Our server host moved our production server to a new machine, changing the IP address.
This came at a lousy time, since we were in the middle of trying to solve all of these other issues. Yesterday Kyle, Mary, and I were troubleshooting the traffic monitoring application because it wasn’t connecting to the database. After a while., I thought to test another application that uses the database (in this case, the Status App, and sure enough, it was down too.
What made this even more difficult to troubleshoot was the fact that to the user the downtime didn’t look any different than when we had an overloaded server. So the report that came in about the traffic app said that it had been down since last week (although no one had reported it then). After looking in the database, we saw that the traffic app had been recording entries until 10:30am on Monday, so it hadn’t been down at all. But it likely had trouble loading at times, because of the other server issues. Had we been told that it was down starting that morning, we would have been more likely to zero in on the IP change. But there was no way for anyone else to know that there was a difference.
- Our server host upgraded our server last week, before the move. In the midst of all of our changes to improve server performance, the host also did some upgrades, which they told us would “probably mean some sluggishness or downtime.” Great. We had no way of knowing if the changes we were making helped, because we had multiple issues that could be causing the same symptoms, one of which we couldn’t control.

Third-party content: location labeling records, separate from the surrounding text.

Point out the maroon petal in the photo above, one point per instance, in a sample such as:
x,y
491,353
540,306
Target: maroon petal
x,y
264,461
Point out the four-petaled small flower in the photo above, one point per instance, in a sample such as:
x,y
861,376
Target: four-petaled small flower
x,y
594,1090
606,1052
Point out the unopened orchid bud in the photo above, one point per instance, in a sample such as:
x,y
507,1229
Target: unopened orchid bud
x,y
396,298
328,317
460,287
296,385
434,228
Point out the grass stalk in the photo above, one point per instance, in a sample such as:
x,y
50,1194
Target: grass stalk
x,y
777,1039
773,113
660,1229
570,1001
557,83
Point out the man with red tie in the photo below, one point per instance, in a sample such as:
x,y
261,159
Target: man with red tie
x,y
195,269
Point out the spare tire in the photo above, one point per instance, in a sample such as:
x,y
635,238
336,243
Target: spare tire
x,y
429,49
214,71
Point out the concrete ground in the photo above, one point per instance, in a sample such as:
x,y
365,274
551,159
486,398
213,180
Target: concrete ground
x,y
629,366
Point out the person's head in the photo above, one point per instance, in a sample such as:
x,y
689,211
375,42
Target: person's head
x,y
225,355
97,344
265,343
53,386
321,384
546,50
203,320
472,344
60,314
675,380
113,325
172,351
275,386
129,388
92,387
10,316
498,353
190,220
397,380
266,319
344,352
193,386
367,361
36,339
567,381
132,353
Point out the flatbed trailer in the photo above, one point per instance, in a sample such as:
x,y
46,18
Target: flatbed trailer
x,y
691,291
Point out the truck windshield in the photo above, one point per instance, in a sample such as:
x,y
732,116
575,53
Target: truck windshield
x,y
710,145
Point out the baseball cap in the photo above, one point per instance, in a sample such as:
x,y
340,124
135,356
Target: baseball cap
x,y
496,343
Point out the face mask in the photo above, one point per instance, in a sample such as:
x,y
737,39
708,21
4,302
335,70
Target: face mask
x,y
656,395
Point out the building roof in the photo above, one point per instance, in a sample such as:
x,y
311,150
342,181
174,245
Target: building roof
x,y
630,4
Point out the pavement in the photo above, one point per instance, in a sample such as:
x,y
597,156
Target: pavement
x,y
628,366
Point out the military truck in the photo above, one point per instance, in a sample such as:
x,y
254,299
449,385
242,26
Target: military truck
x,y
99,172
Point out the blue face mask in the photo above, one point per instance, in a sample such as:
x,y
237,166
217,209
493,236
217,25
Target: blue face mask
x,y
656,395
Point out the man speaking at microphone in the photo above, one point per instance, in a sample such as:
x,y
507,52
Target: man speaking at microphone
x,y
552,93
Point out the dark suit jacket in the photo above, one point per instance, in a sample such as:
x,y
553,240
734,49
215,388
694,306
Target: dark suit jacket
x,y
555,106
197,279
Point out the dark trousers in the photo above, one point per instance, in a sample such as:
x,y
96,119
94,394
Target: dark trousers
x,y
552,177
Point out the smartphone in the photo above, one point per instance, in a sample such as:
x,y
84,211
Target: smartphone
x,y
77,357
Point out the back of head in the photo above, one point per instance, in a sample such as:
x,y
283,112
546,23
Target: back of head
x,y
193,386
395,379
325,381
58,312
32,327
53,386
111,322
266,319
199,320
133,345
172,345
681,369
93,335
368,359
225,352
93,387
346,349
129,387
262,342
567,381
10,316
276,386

So far looking at the server data has been encouraging. It looks like things are working better, and once we finish moving the display applications to their own VPS, we’ll likely be more stablized. However, just so we don’t all get our hopes up, our server host will be upgrading the vesion of PHP our server runs sometime in the near future (they said “beginning March 1st…) so it could be any time). That may have no effect, or some of our tools could break. I’m working on testing my scripts under the new PHP version to try to head off problems before we are pushed live. That’s just one of the down sides of outsourcing our hosting.
If you do experience any sluggishness loading any of our sites or tools, please let us know through the problem report form. Give us as much detail as possible, including the browser you were using, where you were (a lot of reports are coming from the 001 Lab, so I’m curious if there is something in the browser image that is slowing things down), and if you’re in a search tool, how you got there. (Searching Summon from the homepage as opposed to going directly to Summon makes a difference, for instance.)
As always, let me know if you have any questions or concerns. And thanks for being patient as we work through this!